Grundsätzlich ist bei derartigen Studien, insbesondere in Bezug auf die Schüssler Salze zu beachten, dass die „heilsamen 12“ erst seit den 80er Jahren wieder im Focus der Öffentlichkeit liegen. Im wohl finstersten Kapitel der medizinischen Forschung, der Naziära, gab es zwar Untersuchungen und Experimente an KZ-Häftlingen, aber diese konnten keine dem Naziregime passenden Ergebnisse erzielen und wurden nach kurzer Zeit wieder fallen gelassen. In der Alternativmedizin genießen die Schüssler Salze aber heute wieder einen guten Ruf, allerdings gelten sie aus Blickwinkel der Allgemeinmedizin eher als Randerscheinung. Entsprechend gering ist auch das aktuelle Interesse an breiten Feldforschungen. Wirklich bekannt sind sie zudem nur im deutschsprachigen Raum. Die klassische Homöopathie ist dort schon deutlich weiter.

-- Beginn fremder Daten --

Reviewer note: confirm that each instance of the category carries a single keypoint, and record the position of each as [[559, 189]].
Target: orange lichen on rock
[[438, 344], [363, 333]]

So wurden in der jüngeren Vergangenheit mehrfach randomisierte, doppelblinde und placebokontrollierte Studien mit homöopathischen Mitteln durchgeführt, die alle Behandlungserfolge erzielten. An der Universitätsklinik Wien wurde so beispielsweise an Koma-Patienten in der Abteilung für Innere Medizin von Prof. Dr. med. Michael Frass im Zuge einer Studie mit homöopathischen Stoffen eine deutliche Verringerung von übermäßigen Absonderungen aus der Luftröhre erreicht. So lässt sich der Aufenthalt von in Betracht kommenden Patienten auf Intensivstationen verringern. Da sich die Studie einzig auf komatöse Patienten bezog, ist hier der Placebo-Effekt eindeutig auszuschließen.

Aber auch bei der Therapie von ADS und ADHS Patienten im Kindesalter wurde an der Universitätsklinik Bern im Zuge einer doppelblinden Crossover Studie eine Wirksamkeit von homöopathischen Mitteln belegt. Bei den Teilnehmern der Studie wurde ein Verbesserung zwischen 37 und 63 Prozent erzielt, die sich zudem langfristig aufrecht erhalten ließ. Zusätzlich zeigt die Studie eine deutliche Kostensenkung für das Gesundheitswesen auf.

Schlussendlich bedarf es noch einiges an Forschung um ein wirklich endgültiges und stichhaltiges Ergebnis in Bezug auf die Wirksamkeit von Homöopathie und Schüssler Salzen anzuführen. Dies gilt im gleichen Maße auch für die Position der Kritiker. Denn unterm Strich ist auch eine positive Entwicklung durch den Placebo-Effekt nicht von der Hand zu weisen. Dieser aber, und auch das haben viele Studien belegt, ist und kann nicht der alleinige Auslöser von positiven Effekten sein. Denn um diesen nachzuweisen müssen die Teilnehmer einer Studie glauben mit einem hilfreichen Medikament behandelt zu werden. Sind sie sich darüber aber nicht im Klaren und verspüren trotzdem eine Linderung, dann besteht eine echte Wirksamkeit. Und diese ist auch nicht durch Gegenstudien von der Hand zu weisen.